Scientists are known for being pretty cautious people. But sometimes, even the most careful of us need to burn some things to the ground. Immunologists have proposed a plan to burn large swaths of parkland in an attempt to wipe out disease, as The New York Times reports. They described the problem in the journal Microbiology and Molecular Biology Reviews.

Chronic wasting disease (CWD) is a gruesome infection that’s been destroying deer and elk herds across North America. Like bovine spongiform encephalopathy (BSE, better known as mad cow disease) and Creutzfeldt-Jakob disease, CWD is caused by damaged, contagious little proteins called prions. Although it's been half a century since CWD was first discovered, scientists are still scratching their heads about how it works, how it spreads, and if, like BSE, it could someday infect humans.

Paper co-author Mark Zabel, of the Prion Research Center at Colorado State University, says animals with CWD fade away slowly at first, losing weight and starting to act kind of spacey. But "they’re not hard to pick out at the end stage," he told The New York Times. "They have a vacant stare, they have a stumbling gait, their heads are drooping, their ears are down, you can see thick saliva dripping from their mouths. It’s like a true zombie disease."
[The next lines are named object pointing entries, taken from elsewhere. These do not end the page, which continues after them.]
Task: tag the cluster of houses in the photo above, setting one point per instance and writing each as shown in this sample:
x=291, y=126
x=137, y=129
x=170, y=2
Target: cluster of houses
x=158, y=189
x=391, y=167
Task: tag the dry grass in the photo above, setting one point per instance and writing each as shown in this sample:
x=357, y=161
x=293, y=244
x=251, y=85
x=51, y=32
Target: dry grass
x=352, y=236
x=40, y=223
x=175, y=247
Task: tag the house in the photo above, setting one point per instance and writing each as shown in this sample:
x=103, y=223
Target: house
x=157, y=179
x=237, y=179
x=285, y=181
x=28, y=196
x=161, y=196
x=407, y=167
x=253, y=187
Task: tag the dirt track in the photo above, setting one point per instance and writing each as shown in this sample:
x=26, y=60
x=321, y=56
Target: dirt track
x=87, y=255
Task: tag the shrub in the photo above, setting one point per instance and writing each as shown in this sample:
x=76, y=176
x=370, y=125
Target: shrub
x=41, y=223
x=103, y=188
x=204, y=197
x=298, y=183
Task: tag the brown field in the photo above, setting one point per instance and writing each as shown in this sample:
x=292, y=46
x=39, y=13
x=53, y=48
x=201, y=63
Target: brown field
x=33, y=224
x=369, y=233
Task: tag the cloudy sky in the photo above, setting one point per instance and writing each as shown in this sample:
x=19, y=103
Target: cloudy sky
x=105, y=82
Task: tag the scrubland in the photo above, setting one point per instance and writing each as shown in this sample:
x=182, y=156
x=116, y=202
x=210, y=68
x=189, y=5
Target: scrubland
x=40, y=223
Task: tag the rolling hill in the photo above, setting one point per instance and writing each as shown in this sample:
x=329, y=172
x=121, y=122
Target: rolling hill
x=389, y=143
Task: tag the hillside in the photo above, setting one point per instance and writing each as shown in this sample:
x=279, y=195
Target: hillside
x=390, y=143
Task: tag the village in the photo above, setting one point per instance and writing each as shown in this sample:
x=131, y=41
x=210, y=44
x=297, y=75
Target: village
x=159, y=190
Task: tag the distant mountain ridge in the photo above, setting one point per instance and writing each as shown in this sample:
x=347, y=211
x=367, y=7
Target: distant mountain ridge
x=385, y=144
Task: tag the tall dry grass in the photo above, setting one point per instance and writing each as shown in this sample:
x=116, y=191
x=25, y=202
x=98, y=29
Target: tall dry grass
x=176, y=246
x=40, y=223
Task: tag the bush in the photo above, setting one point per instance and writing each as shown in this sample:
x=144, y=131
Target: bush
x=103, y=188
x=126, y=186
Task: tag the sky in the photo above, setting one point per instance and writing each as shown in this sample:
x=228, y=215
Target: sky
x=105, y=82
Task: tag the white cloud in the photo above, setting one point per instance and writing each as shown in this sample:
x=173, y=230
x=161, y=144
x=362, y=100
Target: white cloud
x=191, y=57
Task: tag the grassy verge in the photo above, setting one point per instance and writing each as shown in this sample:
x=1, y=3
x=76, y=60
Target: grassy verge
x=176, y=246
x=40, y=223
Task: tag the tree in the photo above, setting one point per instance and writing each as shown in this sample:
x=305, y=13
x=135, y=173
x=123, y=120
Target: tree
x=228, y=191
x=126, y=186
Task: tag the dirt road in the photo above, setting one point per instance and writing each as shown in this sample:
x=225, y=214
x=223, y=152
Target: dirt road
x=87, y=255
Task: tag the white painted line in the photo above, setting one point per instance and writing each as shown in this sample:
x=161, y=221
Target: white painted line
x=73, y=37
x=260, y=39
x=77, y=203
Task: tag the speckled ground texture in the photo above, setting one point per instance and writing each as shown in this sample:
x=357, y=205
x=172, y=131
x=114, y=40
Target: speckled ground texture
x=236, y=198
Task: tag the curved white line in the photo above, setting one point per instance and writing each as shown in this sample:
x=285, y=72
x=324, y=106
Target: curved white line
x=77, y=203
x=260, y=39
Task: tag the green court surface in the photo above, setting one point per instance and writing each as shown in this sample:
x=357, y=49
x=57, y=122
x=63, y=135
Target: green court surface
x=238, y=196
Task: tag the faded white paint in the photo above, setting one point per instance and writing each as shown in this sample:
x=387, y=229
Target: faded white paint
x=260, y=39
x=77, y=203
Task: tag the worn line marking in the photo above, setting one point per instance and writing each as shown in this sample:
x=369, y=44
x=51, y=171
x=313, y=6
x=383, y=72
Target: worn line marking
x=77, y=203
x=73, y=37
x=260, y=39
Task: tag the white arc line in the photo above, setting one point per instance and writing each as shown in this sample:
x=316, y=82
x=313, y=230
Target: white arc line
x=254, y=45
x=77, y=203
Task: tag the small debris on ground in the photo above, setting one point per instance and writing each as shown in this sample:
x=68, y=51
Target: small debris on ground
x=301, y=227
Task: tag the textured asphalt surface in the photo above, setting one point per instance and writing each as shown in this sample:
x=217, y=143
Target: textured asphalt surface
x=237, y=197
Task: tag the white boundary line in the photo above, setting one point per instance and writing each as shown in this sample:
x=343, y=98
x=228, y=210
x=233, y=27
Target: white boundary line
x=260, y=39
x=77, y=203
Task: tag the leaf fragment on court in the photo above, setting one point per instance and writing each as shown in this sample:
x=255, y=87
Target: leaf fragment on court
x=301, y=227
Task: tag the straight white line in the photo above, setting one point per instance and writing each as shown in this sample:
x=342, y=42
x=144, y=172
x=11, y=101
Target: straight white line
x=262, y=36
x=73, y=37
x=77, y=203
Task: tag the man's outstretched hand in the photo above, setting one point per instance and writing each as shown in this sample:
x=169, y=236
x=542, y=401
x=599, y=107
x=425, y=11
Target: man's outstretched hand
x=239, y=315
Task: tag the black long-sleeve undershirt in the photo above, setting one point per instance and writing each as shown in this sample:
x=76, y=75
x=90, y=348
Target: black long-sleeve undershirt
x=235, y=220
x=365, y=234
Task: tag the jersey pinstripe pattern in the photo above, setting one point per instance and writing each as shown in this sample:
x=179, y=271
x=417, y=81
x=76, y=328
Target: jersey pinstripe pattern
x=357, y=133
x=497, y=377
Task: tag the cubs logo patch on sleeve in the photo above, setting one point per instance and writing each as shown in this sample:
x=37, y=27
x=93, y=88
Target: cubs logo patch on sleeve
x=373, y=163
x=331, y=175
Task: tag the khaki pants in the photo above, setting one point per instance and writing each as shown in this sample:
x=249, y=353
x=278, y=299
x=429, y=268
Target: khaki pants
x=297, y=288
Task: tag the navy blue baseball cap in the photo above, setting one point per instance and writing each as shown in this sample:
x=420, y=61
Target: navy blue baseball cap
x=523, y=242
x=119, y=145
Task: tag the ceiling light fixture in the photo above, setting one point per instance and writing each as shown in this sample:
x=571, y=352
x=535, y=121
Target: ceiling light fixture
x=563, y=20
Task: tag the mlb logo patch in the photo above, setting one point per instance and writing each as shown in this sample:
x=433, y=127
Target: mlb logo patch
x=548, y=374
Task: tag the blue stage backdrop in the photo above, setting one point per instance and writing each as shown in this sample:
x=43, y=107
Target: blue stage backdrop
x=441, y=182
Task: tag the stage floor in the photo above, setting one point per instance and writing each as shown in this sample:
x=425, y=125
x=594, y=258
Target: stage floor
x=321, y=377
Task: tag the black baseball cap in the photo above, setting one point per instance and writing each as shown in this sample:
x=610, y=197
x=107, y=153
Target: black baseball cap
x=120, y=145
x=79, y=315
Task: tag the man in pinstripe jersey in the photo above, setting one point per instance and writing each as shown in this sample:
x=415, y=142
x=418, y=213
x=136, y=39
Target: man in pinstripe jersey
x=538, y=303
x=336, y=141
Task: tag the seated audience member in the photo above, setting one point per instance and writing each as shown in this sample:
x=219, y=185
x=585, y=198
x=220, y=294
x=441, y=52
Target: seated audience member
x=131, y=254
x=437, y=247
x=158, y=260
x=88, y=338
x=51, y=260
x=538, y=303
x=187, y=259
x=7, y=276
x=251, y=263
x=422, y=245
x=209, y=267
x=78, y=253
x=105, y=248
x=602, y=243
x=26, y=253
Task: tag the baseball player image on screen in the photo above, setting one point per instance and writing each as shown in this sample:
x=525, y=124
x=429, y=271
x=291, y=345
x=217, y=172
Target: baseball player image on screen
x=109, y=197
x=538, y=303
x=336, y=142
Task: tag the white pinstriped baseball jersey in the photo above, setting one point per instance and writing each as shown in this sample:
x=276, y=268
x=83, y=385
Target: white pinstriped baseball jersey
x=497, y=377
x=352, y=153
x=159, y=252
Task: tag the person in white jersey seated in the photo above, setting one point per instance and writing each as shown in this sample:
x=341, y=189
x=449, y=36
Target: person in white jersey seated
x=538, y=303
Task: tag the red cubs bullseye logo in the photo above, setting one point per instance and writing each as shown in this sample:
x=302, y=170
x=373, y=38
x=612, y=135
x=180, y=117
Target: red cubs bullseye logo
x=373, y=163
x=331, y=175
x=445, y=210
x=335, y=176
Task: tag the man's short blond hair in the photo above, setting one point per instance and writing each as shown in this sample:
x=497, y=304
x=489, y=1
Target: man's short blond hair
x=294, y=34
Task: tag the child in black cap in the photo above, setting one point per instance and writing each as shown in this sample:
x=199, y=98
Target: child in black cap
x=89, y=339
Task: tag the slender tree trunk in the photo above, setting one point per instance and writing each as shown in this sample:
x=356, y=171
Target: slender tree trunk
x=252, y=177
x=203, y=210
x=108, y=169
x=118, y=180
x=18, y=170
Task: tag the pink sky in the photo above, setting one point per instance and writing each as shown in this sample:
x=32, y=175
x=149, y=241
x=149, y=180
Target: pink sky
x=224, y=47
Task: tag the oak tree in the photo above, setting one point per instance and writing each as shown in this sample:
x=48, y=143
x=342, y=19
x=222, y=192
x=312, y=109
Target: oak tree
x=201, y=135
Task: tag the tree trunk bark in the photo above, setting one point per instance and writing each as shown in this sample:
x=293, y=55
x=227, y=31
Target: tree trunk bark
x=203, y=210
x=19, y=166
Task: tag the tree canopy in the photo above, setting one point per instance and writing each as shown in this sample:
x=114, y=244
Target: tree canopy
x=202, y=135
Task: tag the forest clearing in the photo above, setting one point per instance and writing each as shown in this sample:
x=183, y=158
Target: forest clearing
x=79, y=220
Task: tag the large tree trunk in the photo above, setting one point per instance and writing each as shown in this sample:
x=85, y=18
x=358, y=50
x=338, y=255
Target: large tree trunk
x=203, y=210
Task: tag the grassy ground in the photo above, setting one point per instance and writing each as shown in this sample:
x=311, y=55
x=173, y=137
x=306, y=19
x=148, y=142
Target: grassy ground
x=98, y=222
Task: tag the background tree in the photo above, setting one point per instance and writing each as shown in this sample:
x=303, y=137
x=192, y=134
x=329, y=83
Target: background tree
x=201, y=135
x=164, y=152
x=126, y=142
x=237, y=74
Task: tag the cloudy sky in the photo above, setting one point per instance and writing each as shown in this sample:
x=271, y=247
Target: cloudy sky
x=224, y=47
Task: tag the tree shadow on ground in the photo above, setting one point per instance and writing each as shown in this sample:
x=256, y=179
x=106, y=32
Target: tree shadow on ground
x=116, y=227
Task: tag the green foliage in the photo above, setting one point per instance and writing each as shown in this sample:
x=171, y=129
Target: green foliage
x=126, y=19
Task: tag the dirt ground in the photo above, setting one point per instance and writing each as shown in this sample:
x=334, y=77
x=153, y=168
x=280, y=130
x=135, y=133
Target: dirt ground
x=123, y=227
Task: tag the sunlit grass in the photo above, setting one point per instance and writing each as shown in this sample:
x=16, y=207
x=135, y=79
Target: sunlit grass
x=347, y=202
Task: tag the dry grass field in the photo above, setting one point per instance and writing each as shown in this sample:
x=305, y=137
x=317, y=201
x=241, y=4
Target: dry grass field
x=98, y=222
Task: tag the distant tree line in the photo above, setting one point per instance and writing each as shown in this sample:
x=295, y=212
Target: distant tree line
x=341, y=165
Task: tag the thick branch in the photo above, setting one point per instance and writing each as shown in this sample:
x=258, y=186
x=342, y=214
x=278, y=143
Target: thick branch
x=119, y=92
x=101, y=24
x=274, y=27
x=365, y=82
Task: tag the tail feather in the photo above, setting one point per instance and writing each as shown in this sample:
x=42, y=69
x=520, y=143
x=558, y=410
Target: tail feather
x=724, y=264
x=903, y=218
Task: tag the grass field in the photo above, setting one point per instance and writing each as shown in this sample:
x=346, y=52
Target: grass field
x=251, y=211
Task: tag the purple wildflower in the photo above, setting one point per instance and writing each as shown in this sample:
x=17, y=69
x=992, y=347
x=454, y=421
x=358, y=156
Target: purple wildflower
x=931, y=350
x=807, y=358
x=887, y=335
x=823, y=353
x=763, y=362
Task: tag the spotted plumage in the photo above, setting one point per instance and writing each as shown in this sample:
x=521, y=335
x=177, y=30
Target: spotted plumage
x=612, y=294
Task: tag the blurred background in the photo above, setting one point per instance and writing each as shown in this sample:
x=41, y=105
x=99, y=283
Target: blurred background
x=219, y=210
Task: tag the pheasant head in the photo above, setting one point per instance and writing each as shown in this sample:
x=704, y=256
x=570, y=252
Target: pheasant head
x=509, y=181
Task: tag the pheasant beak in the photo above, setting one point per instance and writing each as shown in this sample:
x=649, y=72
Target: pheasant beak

CWD has already been spotted in 24 U.S. states. Some herds are already 50 percent infected, and that number is only growing.

Prion illnesses often travel from one infected individual to another, but CWD’s expansion was so rapid that scientists began to suspect it had more than one way of finding new animals to attack.

Sure enough, it did. As it turns out, the CWD prion doesn’t go down with its host-animal ship. Infected animals shed the prion in their urine, feces, and drool. Long after the sick deer has died, others can still contract CWD from the leaves they eat and the grass in which they stand.

As if that’s not bad enough, CWD has another trick up its sleeve: spontaneous generation. That is, it doesn’t take much damage to twist a healthy prion into a zombifying pathogen. The illness just pops up.

There are some treatments, including immersing infected tissue in an ozone bath. But that won't help when the problem is literally smeared across the landscape. "You cannot treat half of the continental United States with ozone," Zabel said.

And so, to combat this many-pronged assault on our wildlife, Zabel and his colleagues are getting aggressive. They recommend a controlled burn of infected areas of national parks in Colorado and Arkansas—a pilot study to determine if fire will be enough.

"If you eliminate the plants that have prions on the surface, that would be a huge step forward," he said. "I really don’t think it’s that crazy."